Member of the Bundestag; from Brandenburg;
- Incumbent
- Assumed office 22 October 2013
- Preceded by: Angelika Krüger-Leißner
- Constituency: Oberhavel – Havelland II (2013–2021) State list (2025–present)

Personal details
- Born: 2 November 1965 (age 60) Luhdorf, West Germany
- Party: Christian Democratic Union
- Children: 3

= Uwe Feiler =

German politician (born 1965)

Uwe Feiler (born 2 November 1965) is a German politician of the Christian Democratic Union (CDU) who has been serving as a member of the Bundestag from the state of Brandenburg since 2013. From 2019 to 2021 he was a Parliamentary State Secretary at the Federal Ministry of Food and Agriculture in the government of Chancellor Angela Merkel.

== Political career ==
Feiler first became a member of the Bundestag after the 2009 German federal election, representing the Oberhavel – Havelland II district.
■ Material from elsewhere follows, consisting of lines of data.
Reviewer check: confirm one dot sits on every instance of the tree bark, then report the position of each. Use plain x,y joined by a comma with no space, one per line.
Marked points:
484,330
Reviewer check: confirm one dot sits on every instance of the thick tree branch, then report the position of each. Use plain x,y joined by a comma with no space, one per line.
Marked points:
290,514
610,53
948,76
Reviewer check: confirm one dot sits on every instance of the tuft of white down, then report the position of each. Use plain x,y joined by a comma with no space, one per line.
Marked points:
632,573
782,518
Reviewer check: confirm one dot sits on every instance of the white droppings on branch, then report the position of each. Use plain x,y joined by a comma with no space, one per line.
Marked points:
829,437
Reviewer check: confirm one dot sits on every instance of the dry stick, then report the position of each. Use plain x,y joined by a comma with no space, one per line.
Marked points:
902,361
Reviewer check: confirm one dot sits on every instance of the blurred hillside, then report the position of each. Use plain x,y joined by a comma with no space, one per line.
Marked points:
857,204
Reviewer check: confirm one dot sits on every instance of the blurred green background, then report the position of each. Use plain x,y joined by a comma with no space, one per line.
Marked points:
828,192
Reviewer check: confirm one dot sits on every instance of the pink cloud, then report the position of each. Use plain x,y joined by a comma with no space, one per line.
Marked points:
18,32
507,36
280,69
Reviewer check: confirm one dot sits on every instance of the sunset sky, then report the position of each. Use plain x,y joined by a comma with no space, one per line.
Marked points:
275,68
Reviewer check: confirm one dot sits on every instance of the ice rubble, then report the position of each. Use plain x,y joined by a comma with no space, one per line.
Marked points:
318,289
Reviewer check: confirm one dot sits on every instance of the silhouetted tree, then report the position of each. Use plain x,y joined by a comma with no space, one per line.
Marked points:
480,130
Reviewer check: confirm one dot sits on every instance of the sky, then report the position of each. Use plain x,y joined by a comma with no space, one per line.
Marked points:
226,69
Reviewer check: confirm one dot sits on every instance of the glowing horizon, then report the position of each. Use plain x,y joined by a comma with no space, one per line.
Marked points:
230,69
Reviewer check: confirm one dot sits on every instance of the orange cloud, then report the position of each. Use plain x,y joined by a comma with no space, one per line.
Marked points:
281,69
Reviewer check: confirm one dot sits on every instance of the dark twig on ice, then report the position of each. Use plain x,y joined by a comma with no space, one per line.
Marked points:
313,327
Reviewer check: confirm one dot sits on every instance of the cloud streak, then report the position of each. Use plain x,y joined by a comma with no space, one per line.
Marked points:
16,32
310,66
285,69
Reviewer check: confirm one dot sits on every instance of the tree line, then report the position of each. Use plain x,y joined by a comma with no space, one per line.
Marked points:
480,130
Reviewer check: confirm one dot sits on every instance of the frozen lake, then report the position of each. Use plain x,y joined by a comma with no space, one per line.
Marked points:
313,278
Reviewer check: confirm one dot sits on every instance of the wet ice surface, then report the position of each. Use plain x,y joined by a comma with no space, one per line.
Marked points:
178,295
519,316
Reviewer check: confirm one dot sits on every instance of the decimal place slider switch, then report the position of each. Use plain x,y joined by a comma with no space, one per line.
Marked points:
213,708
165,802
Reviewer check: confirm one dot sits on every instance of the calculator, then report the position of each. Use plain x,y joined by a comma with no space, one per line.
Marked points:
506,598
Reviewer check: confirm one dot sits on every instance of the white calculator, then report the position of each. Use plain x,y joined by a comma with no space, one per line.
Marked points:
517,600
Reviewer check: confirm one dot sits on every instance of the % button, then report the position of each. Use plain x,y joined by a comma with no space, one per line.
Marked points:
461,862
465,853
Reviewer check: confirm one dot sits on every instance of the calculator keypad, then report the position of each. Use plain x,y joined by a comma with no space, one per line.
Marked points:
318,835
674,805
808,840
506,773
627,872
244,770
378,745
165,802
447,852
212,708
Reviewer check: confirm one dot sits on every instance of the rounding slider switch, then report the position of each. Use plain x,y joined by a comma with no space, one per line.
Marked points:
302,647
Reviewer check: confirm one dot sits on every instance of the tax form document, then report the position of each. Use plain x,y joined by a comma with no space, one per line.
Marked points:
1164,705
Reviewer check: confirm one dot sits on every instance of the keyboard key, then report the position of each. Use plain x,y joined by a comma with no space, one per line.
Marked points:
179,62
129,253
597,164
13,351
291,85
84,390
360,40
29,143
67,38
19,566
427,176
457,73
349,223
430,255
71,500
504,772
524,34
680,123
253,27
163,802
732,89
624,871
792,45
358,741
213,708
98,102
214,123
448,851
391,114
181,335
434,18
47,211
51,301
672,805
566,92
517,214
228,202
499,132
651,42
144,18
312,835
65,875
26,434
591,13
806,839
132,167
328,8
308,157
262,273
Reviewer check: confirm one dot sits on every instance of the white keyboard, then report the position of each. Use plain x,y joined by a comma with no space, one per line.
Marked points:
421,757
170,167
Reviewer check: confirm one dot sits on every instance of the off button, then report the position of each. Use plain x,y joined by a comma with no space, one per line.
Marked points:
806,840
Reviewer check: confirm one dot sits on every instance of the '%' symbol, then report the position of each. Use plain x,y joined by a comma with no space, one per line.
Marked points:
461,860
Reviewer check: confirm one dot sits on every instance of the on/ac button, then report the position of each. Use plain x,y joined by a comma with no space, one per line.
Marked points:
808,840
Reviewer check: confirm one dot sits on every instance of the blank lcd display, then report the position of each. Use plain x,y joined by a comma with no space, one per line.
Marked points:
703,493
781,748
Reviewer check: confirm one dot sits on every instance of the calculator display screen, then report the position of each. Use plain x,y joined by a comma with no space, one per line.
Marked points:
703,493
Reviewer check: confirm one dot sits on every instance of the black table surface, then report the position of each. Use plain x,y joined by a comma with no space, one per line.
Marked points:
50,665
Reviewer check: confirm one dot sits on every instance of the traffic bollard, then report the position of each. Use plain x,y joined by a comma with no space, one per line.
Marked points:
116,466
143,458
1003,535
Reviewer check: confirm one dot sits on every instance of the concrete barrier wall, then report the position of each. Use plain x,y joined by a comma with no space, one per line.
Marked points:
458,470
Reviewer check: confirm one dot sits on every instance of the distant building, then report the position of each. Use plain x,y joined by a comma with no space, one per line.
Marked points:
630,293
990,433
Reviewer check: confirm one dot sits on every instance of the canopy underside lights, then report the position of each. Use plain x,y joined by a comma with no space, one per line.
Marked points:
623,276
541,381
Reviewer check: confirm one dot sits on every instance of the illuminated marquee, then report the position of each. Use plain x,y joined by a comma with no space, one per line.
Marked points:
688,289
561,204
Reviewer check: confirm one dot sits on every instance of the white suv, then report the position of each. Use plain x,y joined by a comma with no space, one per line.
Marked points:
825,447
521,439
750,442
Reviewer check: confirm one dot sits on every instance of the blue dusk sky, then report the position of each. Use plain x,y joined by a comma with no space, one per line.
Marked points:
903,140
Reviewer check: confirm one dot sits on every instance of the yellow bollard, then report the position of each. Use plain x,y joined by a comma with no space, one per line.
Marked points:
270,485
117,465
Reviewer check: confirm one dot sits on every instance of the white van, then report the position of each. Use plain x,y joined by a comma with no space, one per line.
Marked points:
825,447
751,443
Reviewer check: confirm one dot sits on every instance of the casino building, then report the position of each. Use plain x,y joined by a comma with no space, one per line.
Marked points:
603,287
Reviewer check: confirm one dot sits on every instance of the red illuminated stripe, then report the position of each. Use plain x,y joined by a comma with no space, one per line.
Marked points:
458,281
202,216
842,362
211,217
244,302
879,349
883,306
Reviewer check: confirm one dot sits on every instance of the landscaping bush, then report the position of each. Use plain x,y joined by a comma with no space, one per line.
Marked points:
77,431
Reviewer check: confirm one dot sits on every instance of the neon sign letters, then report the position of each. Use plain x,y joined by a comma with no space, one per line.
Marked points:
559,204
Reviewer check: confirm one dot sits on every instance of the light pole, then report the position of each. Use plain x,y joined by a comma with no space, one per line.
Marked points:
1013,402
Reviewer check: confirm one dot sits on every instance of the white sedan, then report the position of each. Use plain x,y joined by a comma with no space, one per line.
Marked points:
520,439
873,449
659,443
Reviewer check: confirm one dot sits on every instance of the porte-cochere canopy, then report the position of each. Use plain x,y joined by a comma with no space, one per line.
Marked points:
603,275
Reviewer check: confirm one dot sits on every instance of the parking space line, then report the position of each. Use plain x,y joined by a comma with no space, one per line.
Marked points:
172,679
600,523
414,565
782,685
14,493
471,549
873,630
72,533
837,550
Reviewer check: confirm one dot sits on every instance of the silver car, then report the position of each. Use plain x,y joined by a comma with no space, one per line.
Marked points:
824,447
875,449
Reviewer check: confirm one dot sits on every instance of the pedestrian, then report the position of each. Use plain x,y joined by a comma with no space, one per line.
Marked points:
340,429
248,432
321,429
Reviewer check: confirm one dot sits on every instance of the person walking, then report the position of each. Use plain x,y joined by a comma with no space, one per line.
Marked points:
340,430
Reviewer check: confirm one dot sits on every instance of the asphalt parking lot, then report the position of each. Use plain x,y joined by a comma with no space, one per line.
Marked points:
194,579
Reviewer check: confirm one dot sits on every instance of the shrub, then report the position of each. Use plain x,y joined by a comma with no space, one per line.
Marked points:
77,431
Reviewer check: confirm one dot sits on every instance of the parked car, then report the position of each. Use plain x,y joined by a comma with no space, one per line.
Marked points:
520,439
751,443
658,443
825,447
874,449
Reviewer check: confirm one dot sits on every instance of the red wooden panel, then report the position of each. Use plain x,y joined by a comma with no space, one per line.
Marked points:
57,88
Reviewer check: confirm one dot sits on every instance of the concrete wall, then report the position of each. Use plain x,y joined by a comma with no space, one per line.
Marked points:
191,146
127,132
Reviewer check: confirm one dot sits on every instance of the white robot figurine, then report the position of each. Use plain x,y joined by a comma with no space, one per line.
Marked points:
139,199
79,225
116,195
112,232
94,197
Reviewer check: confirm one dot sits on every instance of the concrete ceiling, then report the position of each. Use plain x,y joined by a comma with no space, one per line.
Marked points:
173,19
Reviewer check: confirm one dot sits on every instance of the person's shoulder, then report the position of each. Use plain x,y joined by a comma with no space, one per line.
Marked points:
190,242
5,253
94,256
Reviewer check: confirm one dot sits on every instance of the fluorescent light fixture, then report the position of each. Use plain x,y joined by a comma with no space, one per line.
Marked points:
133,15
From 2014 until 2017, he served on the Finance Committee and the Committee on European Affairs. In 2019, he became Parliamentary State Secretary for Food and Agriculture, under minister Julia Klöckner.

In addition to his committee assignments, Feiler is part of the German-Polish Parliamentary Friendship Group.

For the 2021 elections, Feiler was elected to lead the CDU campaign in Brandenburg.